Eigen does not vectorize pow
Scalar std::pow is quite slow, but we have the necessary building blocks to build a vectorized version. I am working on a merge request along the following lines:
WIP: Vectorize pow(x, y)
in Eigen.
Without loss of generality, consider the case for x>0. For x < 0, pow
is only defined for integer powers y and will be special cased in the implementation. The description below also assumes that pfrexp
"does the right thing" for denormals, which is not currently the case - it always adds 0.5 to the fractional part, which is incorrect for denormals. (Fixing this issue if frexp
should significantly improve the accuracy of log
for subnormal numbers, I think).
Analytically, x^y = exp(y*log(x))
. The approach described below tries to improve accuracy of the naive implementation by working in base 2 and keeping intermediate entities in split form, while reusing existing parts of implementations of pexp
, plog2
, pfrexp
, and pldexp
.
First, let's write the inputs in the split form
y = n_y + r_y. (1)
x = 2^e_x * m_x
<=>
log2(x) = e_x + log2(m_x)
= e_x + r_x. (2)
where e_x and n_y are integer and r_x and r_y are fractional parts, r_x is in [-1, 0), and r_y is in [-0.5, 0.5). Now we can write the desired result as
x^y = exp(y*log(x))
= 2^(y*log2(x)) (3)
By substituting (1) and (2) we get the following expression for the exponent in (3):
y * log2(x) = (n_y + r_y) * (e_x + r_x)
= n_y * e_x + f
= n_z + r_z
where
f = (n_y + r_y) * r_x + r_y * e_x
= y * r_x + r_y * e_x,
n_z := n_y * e_x + round(f)
r_z := f - round(f), r_z will be in [-0.5, 0.5).

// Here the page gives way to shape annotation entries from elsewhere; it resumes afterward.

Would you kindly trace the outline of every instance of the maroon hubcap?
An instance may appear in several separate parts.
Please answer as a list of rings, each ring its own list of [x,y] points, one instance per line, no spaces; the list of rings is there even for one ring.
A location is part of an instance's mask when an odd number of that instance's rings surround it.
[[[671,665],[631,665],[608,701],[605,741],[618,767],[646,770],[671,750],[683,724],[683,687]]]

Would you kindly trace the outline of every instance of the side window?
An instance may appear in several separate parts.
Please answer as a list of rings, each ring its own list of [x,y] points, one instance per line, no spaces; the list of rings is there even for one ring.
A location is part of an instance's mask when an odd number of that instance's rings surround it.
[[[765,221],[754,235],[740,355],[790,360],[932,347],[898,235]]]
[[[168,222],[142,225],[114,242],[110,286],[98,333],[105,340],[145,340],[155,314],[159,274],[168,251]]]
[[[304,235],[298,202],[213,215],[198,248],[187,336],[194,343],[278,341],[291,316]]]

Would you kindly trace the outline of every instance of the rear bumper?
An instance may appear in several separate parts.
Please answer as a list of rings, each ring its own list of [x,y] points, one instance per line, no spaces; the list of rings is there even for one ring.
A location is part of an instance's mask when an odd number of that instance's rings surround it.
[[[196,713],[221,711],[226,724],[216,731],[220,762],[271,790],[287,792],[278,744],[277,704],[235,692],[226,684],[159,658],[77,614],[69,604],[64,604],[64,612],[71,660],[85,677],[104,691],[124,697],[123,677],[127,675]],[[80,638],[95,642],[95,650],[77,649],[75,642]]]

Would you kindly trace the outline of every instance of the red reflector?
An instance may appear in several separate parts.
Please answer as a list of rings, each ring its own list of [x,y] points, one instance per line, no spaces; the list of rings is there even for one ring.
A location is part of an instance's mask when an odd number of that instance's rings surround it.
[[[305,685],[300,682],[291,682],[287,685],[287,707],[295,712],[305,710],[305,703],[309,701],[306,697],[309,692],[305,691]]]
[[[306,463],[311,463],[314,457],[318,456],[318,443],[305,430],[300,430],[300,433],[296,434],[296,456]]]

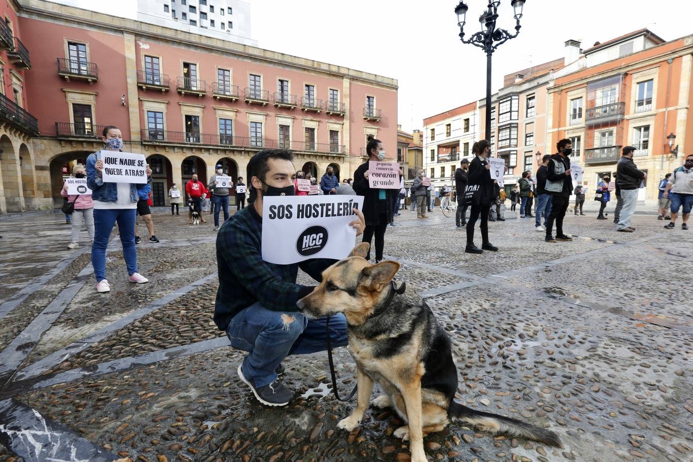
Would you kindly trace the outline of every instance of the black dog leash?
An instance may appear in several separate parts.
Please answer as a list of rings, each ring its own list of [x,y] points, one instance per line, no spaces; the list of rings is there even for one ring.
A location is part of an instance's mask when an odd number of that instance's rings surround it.
[[[402,285],[399,287],[395,287],[395,283],[394,281],[390,281],[392,290],[390,290],[389,294],[387,296],[387,299],[385,300],[385,303],[383,303],[383,308],[387,308],[392,303],[392,299],[394,299],[396,294],[403,294],[405,290],[407,287],[406,283],[402,283]],[[340,398],[340,393],[337,391],[337,374],[335,373],[335,363],[334,360],[332,359],[332,342],[330,341],[330,317],[327,317],[327,320],[325,321],[325,328],[326,330],[327,337],[326,340],[327,341],[327,361],[330,363],[330,375],[332,376],[332,391],[335,394],[335,398],[337,398],[337,401],[342,401],[346,402],[349,401],[353,398],[353,396],[356,394],[356,391],[358,389],[358,384],[353,387],[353,389],[349,393],[346,398],[342,399]]]

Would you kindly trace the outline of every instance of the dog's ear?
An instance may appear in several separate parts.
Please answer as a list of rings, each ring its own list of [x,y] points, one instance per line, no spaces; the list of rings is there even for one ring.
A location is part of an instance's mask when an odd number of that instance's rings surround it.
[[[380,286],[392,281],[398,271],[399,263],[390,260],[366,267],[361,271],[363,275],[361,283],[370,290],[379,290]]]
[[[366,256],[368,255],[368,249],[370,249],[371,245],[369,242],[361,242],[358,244],[351,253],[349,254],[350,257],[361,257],[362,258],[365,258]]]

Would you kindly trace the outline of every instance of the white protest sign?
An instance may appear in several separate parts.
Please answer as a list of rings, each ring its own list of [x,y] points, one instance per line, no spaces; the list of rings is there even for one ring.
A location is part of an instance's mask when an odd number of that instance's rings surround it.
[[[218,175],[215,181],[217,181],[215,185],[217,188],[231,188],[234,186],[234,182],[231,181],[231,177],[224,175]]]
[[[369,161],[368,182],[371,188],[399,189],[399,164],[396,162]]]
[[[296,179],[296,185],[299,191],[308,192],[310,190],[310,180],[305,178],[298,178]]]
[[[347,199],[348,197],[348,199]],[[290,265],[310,258],[346,258],[353,248],[363,197],[268,196],[263,200],[262,258]]]
[[[572,177],[572,181],[582,183],[582,166],[577,163],[571,163],[570,176]]]
[[[87,186],[85,178],[67,178],[65,179],[67,185],[67,194],[71,196],[78,194],[91,194],[91,190]]]
[[[147,161],[141,154],[103,150],[98,158],[103,161],[101,177],[104,183],[147,182]]]

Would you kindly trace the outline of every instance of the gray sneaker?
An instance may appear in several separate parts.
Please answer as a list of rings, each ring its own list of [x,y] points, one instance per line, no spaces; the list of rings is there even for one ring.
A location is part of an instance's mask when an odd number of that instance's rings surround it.
[[[279,380],[274,380],[267,385],[256,388],[252,383],[252,379],[247,380],[243,377],[242,364],[238,366],[238,377],[248,387],[250,387],[255,398],[258,401],[265,406],[286,406],[289,404],[289,401],[294,397],[294,393],[289,389],[284,387],[284,384]]]

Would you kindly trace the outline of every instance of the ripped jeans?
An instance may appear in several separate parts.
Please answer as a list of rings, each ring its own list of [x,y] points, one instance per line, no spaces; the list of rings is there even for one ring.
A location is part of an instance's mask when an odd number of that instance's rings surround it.
[[[277,380],[274,369],[287,356],[326,350],[326,320],[272,311],[256,302],[234,317],[226,335],[231,346],[249,352],[243,375],[257,388]],[[333,348],[346,346],[346,319],[341,313],[330,319],[330,340]]]

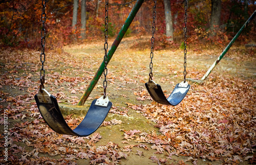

Using these quantities we can now compute the rhs of (3) as
x^y = 2^n_z * 2^r_z
= 2^n_z * e^{ln(2) * r_z}
which in code looks like
x^y = ldexp(exp(M_LN2 * r_z), n_z)
All operations here are exact, except computing r_x = log2(m_x), f, and exp(M_LN2 * r_z).
The is some risk of cancellation in computing f, which I'm pondering how to avoid.
Maybe it's sufficient to split y * r_x
and r_y * e_x
into integer and fractional parts separately to get the integer and fractional parts of f.